Parallel-in-time methods for solving initial value problems are a means to increase the parallelism of numerical simulations. Hybrid parareal schemes interleaving the parallel-in-time iteration with an iterative solution of the individual time steps are among the most efficient methods for general nonlinear problems. Despite the hiding of communication time behind computation, communication has in certain situations a significant impact on the total runtime.

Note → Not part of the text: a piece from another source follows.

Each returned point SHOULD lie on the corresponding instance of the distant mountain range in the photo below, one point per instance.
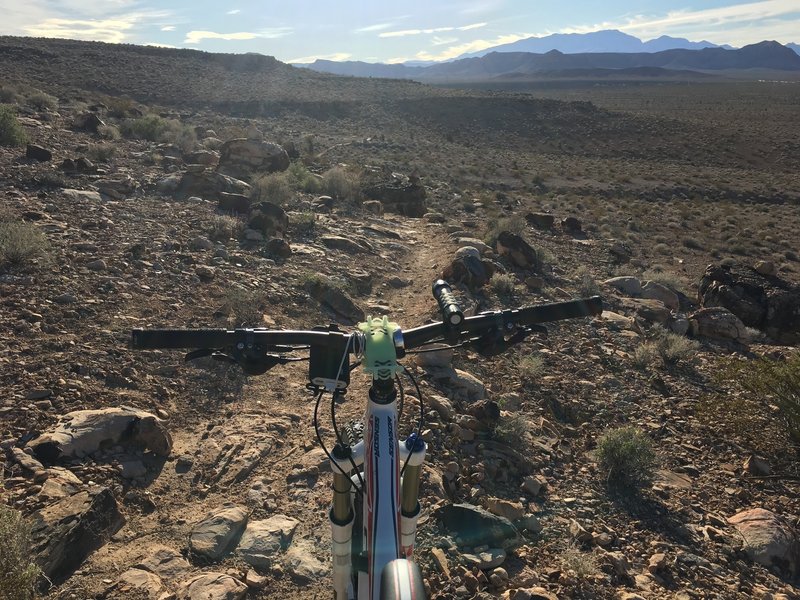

Here we present strict, yet not sharp, error bounds for hybrid parareal methods with inexact communication due to lossy data compression, and derive theoretical estimates of the impact of compression on parallel efficiency of the algorithms. These and some computational experiments suggest that compression is a viable method to make hybrid parareal schemes robust with respect to low bandwidth setups.
机译:解决初始值问题的并行方法是增加数值模拟并行性的一种手段。混合并行时间迭代和各个时间步长的迭代解决方案交织在一起的混合超现实主义方案是解决一般非线性问题的最有效方法。尽管将通信时间隐藏在计算之后,但在某些情况下,通信对总运行时间有重大影响。在这里,由于有损数据压缩,对于不精确通信的混合超现实方法,我们提出了严格的但不是很尖锐的错误界限,并得出了压缩对算法并行效率的影响的理论估计。这些和一些计算实验表明,压缩是一种使混合超现实方案相对于低带宽设置更健壮的可行方法。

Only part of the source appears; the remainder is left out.